Now we know (by some different result) that for each point/ inital condition $x_0=x(0)$ and the according trajectory $x(t)$ there is a non-zero vector $\theta(x_0) \in \mathbb{R}^{m+1}$ (with components $\theta_i(x_0), \quad i=0,...,m$) such that
$$ \Lambda(x_0)=\sum_{i=0}^m \theta_i(x_0) \psi_i(\Phi(x_0,t))=0$$
So, $\Lambda$ is a function which maps $V$ to zero. The special porperty is that along a trajectory $\theta_i(x_0) \ \forall i $ is constant, hence its value is defined by the value at the initial condition. But for different trajectories/initial conditions $x_0' \neq x_0$ the value of $\theta_i(x'_0) \neq \theta_i(x_0)$ is allowed to be different from $\theta(x_0)$. (We actually want to prove that this has to be the case)
Now we set the function $$\Lambda'(x(t))=\sum_{i=1}^m \theta_i(x_0) \psi_i(\Phi(x_0,t))=- \theta_0(x_0)$$ for which we want to prove that it is a local (i.e. on $V$) 1. Integral of $F$. I know that the Lie derivative $L_F(\Lambda)=0$ is zero, which is the first thing I need to prove. But I am struggling to prove that the function is not locally constant.
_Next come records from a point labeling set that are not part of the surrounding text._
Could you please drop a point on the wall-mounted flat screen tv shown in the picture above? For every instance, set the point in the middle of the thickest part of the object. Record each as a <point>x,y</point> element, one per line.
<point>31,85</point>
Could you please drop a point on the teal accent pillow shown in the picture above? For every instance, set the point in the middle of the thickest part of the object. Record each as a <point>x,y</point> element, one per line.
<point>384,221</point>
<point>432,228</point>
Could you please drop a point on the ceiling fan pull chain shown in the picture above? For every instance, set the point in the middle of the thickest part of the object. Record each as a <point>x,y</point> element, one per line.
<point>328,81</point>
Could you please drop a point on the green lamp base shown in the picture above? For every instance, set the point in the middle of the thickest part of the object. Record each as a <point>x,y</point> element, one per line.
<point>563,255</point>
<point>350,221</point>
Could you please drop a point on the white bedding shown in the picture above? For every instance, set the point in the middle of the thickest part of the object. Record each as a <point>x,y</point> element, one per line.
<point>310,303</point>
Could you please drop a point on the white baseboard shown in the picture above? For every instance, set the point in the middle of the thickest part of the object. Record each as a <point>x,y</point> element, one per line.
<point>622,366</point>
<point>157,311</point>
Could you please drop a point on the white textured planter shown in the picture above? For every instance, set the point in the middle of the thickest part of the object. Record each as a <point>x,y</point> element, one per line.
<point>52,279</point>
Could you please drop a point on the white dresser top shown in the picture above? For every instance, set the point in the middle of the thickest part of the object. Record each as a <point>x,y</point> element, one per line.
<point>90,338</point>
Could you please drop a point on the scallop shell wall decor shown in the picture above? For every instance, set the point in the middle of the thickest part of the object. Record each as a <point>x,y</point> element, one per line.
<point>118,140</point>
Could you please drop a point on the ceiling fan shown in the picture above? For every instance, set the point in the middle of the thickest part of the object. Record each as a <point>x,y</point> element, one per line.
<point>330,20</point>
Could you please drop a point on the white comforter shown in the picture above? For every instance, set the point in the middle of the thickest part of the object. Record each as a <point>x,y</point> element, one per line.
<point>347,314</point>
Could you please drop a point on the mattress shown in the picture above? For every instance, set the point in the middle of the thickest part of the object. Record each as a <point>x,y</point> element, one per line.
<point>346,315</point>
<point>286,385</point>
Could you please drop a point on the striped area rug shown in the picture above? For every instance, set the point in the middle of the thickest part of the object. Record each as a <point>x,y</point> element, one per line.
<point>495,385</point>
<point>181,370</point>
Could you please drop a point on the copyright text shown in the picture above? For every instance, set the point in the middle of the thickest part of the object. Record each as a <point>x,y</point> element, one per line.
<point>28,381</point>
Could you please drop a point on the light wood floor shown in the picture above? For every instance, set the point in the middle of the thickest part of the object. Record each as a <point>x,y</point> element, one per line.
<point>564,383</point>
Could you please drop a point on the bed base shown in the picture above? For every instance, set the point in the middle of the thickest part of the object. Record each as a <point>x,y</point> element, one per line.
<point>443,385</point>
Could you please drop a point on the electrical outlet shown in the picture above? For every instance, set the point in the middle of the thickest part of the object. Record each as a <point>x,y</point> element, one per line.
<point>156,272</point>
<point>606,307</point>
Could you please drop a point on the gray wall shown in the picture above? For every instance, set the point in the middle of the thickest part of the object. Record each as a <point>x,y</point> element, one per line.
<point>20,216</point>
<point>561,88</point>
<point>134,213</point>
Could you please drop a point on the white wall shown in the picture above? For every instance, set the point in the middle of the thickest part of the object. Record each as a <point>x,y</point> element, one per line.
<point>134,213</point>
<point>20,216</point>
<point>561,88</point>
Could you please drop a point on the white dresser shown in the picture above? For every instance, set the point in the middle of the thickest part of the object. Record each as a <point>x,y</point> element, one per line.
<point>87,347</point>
My question is the following: Can we prove that $\Lambda' $ is not locally constant? More formally, $$\exists x_0,x_0' \in V: \quad \Lambda'(x_0)=-\theta_0(x_0) \neq -\theta_0(x_0')=\Lambda'(x_0')$$ I.e. are there two initial conditions $x_0 \neq x_0'$ for which the the first (or zeroth depending on the convention) entry of the $\theta$-vector needs to be different $\theta_0(x_0) \neq \theta_0(x_0')$
I think this has to be true, since for two different inital conditions $\Phi(x_0^1,t) \neq \Phi(x_0^2,t) \ \forall t$. And since all functions are non-constant the parameters can't be the same but I am lacking a formal proof. Especially how I can conclude from the fact that the parameters are not the same that the value of the function is not the same. (If it helps , the vector field $F$ itself is a linear combination of the basis functions $\psi_i$ in each dimension.)